Inspired by Rick Docksai, Science Recorder ow.ly/lMDlV Image source Vanderbilt ow.ly/lMBEF

There is no such thing as empty space (April 23 2013) There is no such thing as empty space (April 23 2013)

 

Esther Inglis-Arkell the American physics writer blogging about what makes things explode has published an article on io9 titled ‘There is no such thing as emptiness. There is only quantum foam’. Inglis-Arkell states “According to some scientists, there is no such thing as empty space. What we have instead is called “quantum foam.” We can’t see it, but we just might be able to sense it. The guy who came up with the term “quantum foam” is John Wheeler. In the “shut up and calculate” era of post-World War II era, he pushed both students and the world at large to keep thinking about Einstein’s theory of relativity and its consequences – so you know he was cool. He also had the middle name of Archibald – so you know he knew a thing or two about cool names. And so it’s natural that he used term “quantum foam” to describe one of the more perplexing ideas of physics. The idea comes from the attempts to merge relativistic gravity with quantum mechanics. Gravity, Einstein proved, was a bending of the fabric of spacetime. It also behaves like a field. Place a point far away from the Earth, and it still will be part of the Earth’s gravitational field, but it will be out where the tug of gravity is weak. Place it close to the Earth, and the tug is stronger, and it will fall. Other planets warp spacetime and create their own gravitational tugs. So space isn’t gravity-free, but a vast array of different gravitational tugs through which particles move. Pretty much everywhere that anything is placed, there is a gravitational field that it moves through. …There are ideas on how to “see” this quantum foam. They vary in technique. Some ideas, such as the randomly appearing and disappearing particles, have already been established.  Either way, we have a creamy new way of seeing the universe.”

 

Inspired by Esther Inglis-Arkell, io9 ow.ly/jBdnL Image source Revision3 ow.ly/jBdmi

Joel Tenenbaum the 28 year old doctoral student in physics at Boston University is part of a team undertaking a scientific analysis of language usage over the past two centuries in literature. In an article by Alison Flood published in the Guardian, Tenenbaum’s team states in their report “words are competing actors in a system of finite resources” with a “drastic increase in the death rate of words… Most changes to the vocabulary in the last 10 to 20 years are due to the extinction of misspelled words and nonsensical print errors, and to the decreased birth rate of new misspelled variations and genuinely new words… The words that are dying are those words with low relative use.

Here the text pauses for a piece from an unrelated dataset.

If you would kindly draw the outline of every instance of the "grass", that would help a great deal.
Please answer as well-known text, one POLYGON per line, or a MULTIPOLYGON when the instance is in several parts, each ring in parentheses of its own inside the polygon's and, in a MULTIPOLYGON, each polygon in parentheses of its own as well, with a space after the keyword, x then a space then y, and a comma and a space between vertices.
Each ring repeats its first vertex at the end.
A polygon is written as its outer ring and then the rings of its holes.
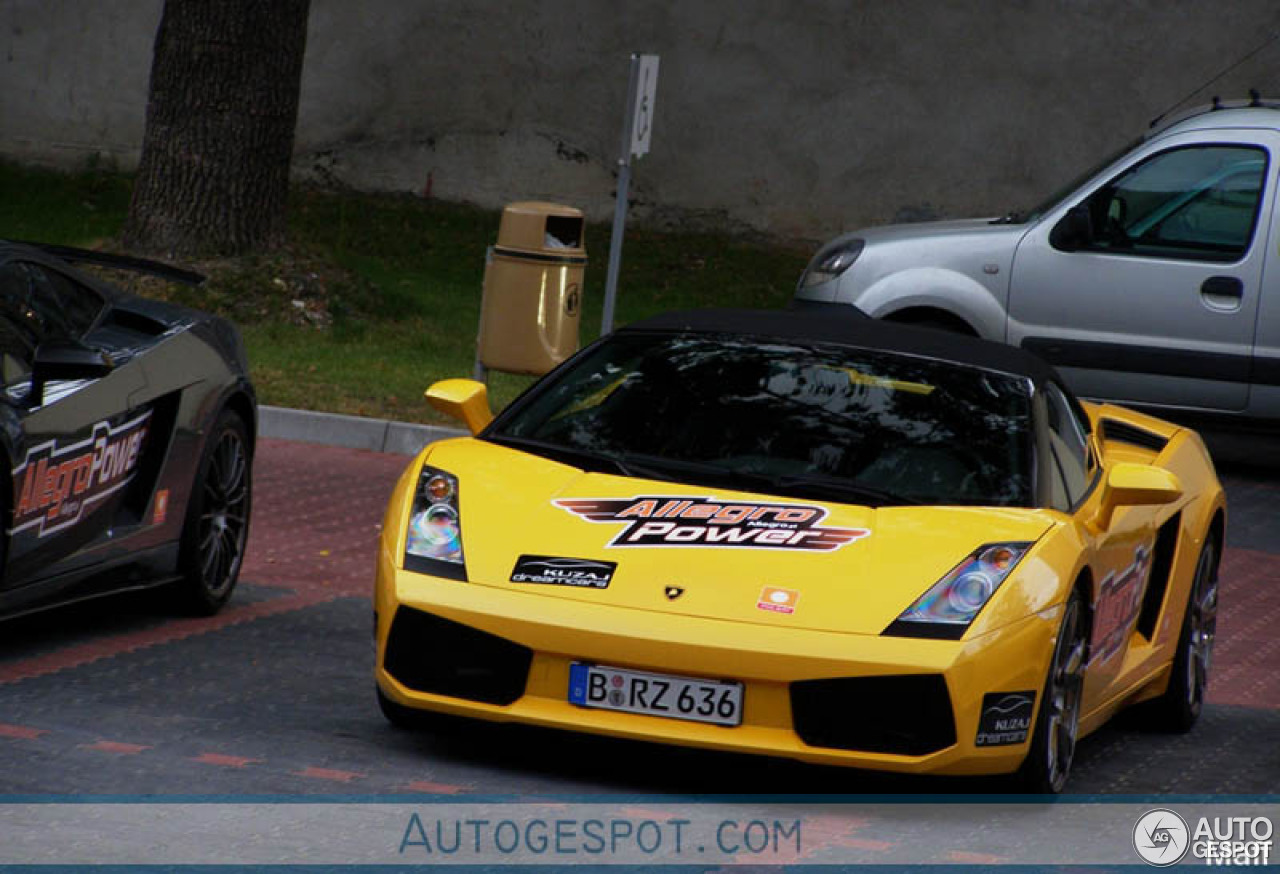
MULTIPOLYGON (((0 164, 0 237, 112 248, 129 186, 101 171, 0 164)), ((408 195, 297 189, 285 251, 197 262, 209 276, 198 289, 130 285, 234 319, 263 403, 438 422, 422 392, 437 379, 471 375, 485 249, 499 217, 408 195)), ((588 223, 584 343, 599 333, 608 232, 588 223)), ((617 321, 690 307, 782 306, 810 251, 629 226, 617 321)), ((531 381, 492 374, 495 409, 531 381)))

We confirm by visual inspection that the lists of dying words contain mostly misspelled and nonsensical words… Analogous to recessions and booms in a global economy, the marketplace for words waxes and wanes with a global pulse as historical events unfold, and in analogy to financial regulations meant to limit risk and market domination, standardisation technologies such as the dictionary and spellcheckers serve as powerful arbiters in determining the characteristic properties of word evolution.”